The total penalty that J. P. Morgan must pay to the Commonwealth is $30,000.
In determining the appropriate penalty in this matter, the Markets Disciplinary Panel took into account all relevant guidance in ASIC Regulatory Guide 216 and noted, in particular, the following:
The execution of a Special Crossing during and pursuant to an On-Market buy-back by the Issuer, risks undermining the principles of fairness and transparency and so operates as a risk to public confidence in the Market;
There were two Special Crossings, each in apparent breach of MIR 6.6.1. Special Crossing 2 being a repetition of Special Crossing 1 and substantially part of the same course of conduct;
It is accepted by the MDP that the breaches were inadvertent and a result of human error;
The J. P. Morgan Designated Trading Representative brought the matter to the attention of J. P. Morgan's Equity Compliance team when he realised his error;
J. P. Morgan had an internal policy that referred to MIR 6.6.1 and upon becoming aware of the contraventions, immediately took an extensive range of remedial action to prevent a recurrence of the incidents;
J. P. Morgan has subsequently established a procedure whereby its Equity Compliance team is notified where J. P. Morgan is engaged in an On-Market buyback on behalf of an Issuer, the security will be added to a watchlist and daily reports will be generated identifying any Special Crossings effected by J. P. Morgan in those securities;
J. P. Morgan did not self-report the alleged contravention to ASIC. J.P. Morgan believed the matter did not require reporting after conducting an investigation which had regard to the provisions of section 912D of the Corporations Act 2001;
J. P. Morgan has no recorded history of non-compliance with the Market Integrity Rules;
J. P. Morgan fully co-operated with ASIC throughout its investigation and did not dispute any material facts; and
J. P. Morgan agreed not to contest the matter, thereby saving time and costs that would otherwise have been expended.
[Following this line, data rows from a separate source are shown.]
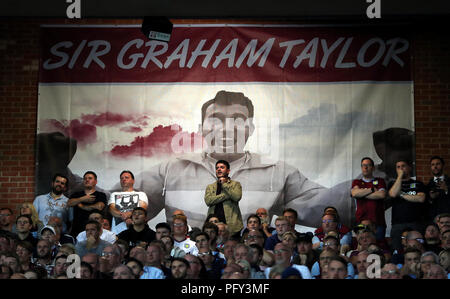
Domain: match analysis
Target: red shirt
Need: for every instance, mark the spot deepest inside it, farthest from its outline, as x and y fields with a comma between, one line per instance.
x=372, y=210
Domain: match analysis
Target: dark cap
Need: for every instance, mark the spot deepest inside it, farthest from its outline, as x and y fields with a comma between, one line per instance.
x=305, y=237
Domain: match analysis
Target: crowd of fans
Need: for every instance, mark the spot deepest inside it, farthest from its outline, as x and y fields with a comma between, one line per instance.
x=34, y=245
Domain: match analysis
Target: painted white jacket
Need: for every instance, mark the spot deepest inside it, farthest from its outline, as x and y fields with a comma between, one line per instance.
x=180, y=183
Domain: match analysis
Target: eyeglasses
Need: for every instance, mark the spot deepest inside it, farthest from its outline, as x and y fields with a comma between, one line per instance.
x=388, y=272
x=327, y=221
x=325, y=258
x=203, y=254
x=106, y=254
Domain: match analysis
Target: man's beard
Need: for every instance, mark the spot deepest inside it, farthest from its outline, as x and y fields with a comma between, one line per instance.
x=46, y=256
x=57, y=192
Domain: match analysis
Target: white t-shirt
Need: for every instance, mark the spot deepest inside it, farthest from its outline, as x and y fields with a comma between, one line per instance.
x=187, y=246
x=107, y=236
x=125, y=202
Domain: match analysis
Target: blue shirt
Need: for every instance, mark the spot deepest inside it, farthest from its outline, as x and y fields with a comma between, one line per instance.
x=47, y=206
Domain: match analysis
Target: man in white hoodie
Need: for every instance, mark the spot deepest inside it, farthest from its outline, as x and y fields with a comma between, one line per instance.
x=180, y=183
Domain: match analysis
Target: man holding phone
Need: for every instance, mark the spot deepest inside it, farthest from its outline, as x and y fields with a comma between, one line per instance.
x=223, y=196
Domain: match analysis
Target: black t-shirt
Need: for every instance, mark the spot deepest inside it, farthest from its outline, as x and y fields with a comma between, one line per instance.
x=133, y=237
x=441, y=204
x=80, y=216
x=404, y=211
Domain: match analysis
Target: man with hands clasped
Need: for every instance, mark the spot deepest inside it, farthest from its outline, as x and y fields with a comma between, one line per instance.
x=407, y=197
x=438, y=188
x=370, y=193
x=85, y=202
x=121, y=204
x=223, y=196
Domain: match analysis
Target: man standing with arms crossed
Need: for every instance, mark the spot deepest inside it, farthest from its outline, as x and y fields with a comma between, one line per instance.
x=223, y=196
x=438, y=188
x=85, y=202
x=408, y=197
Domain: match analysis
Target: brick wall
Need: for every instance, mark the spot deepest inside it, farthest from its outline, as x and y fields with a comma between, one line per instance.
x=19, y=62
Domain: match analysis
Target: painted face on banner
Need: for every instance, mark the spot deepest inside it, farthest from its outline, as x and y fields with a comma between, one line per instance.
x=226, y=128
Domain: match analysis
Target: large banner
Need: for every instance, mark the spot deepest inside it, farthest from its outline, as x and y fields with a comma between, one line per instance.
x=293, y=108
The Markets Disciplinary Panel ("the MDP")
The MDP is a peer review body that exercises ASIC's power to issue infringement notices and accept enforceable undertakings in relation to alleged breaches of the market integrity rules. The market integrity rules are made by ASIC and apply to market operators, market participants and prescribed entities under the regulations.
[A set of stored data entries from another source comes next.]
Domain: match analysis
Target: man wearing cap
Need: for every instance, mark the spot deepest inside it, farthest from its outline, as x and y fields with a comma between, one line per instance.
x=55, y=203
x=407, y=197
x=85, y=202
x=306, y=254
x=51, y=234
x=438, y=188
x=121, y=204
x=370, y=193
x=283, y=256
Additional regulatory information
Pursuant to subparagraph 7.2A.15(4)(b)(i) and (ii) of the Corporations Regulations 2001, J.P. Morgan has complied with the infringement notice, such compliance is not an admission of guilt or liability, and J.P. Morgan is not taken to have contravened subsection 798H(1) of the Corporations Act.
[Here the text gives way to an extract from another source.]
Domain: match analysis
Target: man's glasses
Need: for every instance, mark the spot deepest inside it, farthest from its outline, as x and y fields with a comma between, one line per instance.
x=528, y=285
Further information on market integrity infringement notices, the market integrity rules or the MDP is available in Regulatory Guide 216 – Markets Disciplinary Panel (RG 216) and Regulatory Guide 225 –Markets Disciplinary Panel Practices and Procedures RG 225 or at www.asic.gov.au under Markets - Supervision; Markets - Market Integrity Rules; and Markets - Markets Disciplinary Panel.